Tuesday, December 20, 2005

Those pesky policy reviews

In an interview with ABC's Terry Moran, Dick Cheney talked candidly about torture, domestic spying and the responsilibities of this administration:

On torture:
Moran: Are you troubled at all that more than 100 people in U.S. custody have died -- 26 of them now being investigated as criminal homicides -- people beaten to death, suffocated to death, died of hypothermia in U.S. custody?

Cheney: No. I won't accept your numbers, Terry. But I guess one of the things I'm concerned about is that as we get farther and farther away from 9/11, and there have been no further attacks against the U.S., there seems to be less and less concern about doing what's necessary in order to defend the country.

Hmm, I won't accept your numbers. I guess this is more than a tacit admission of the presidential policy which creates its own reality. If you don't like the facts, you can simply ignore them.

Cheney:And what I'm concerned about, Terry, is that as we get farther and farther from 9/11, we've got -- we seem to have people less and less committed to doing everything that's necessary to defend the country.

You really T have to O read between R the lines T to see what U the president R of vice is E saying here.

On domestic spying:
...these are communications that involve acknowledged or known terrorists -- dirty numbers, if you will.
This must be the new "Axis of Evil" - the dirty dozen!

It's been reviewed. It's reviewed every 45 days by the president himself, by the attorney general of the U.S., by the president's council, by the director of CIA.
Let's see, that means the President reviews himself. But that's not all, his AG can review his policies (this is the AG that wrote a memo defending torture), the President's council (that merry band of yeah-sayers), and the CIA director (cowed the administration into accepting responsibility for any lapses in intelligence or judgment.) This isn't exactly what I'd call strict oversight.

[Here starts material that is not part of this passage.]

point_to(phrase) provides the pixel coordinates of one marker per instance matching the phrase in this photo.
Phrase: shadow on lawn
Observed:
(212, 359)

On oversight of the program:
This has been done, Terry, in a manner that is completely consistent with our obligations and requirements, I can assure you.

Whew, the Vice-President assures us. Now I can sleep again at night.

On Iraq:
Moran: You talk about undermining the legitimacy of the resistance. Before the war you said Americans would be greeted as liberators here, and yet your own trip here today was undertaken in such secrecy that not even the prime minister of this country knew you were coming, and your movements around are in incredible secrecy and security. Do you ever think about how and why you got it wrong?

Cheney: I don't think I got it wrong. I think the vast majority of the Iraqi people are grateful for what the U.S. did. I think they believe overwhelmingly that they're better off today than they were when Saddam Hussein ruled.

Mistakes? Wrong? what me? us? who? no....I think the question is just poorly framed. Because death and destruction is how we define success!

On the Valerie Plame Affair:
Moran: You mentioned Scooter Libby is a close friend, and...

Cheney: He is.

Moran: ... he's worked with you for a long time. What do you make of what he's going through?

Cheney: Well, I'm sure it's very tough. But he's a good man. He's a patriot. And as I say, he's entitled to a presumption of innocence. And we'll leave it at that.

Just remember, laws aren't written for patriots. I'm sure this applies to all members of the current administration as well. The best defense is the patriot defense.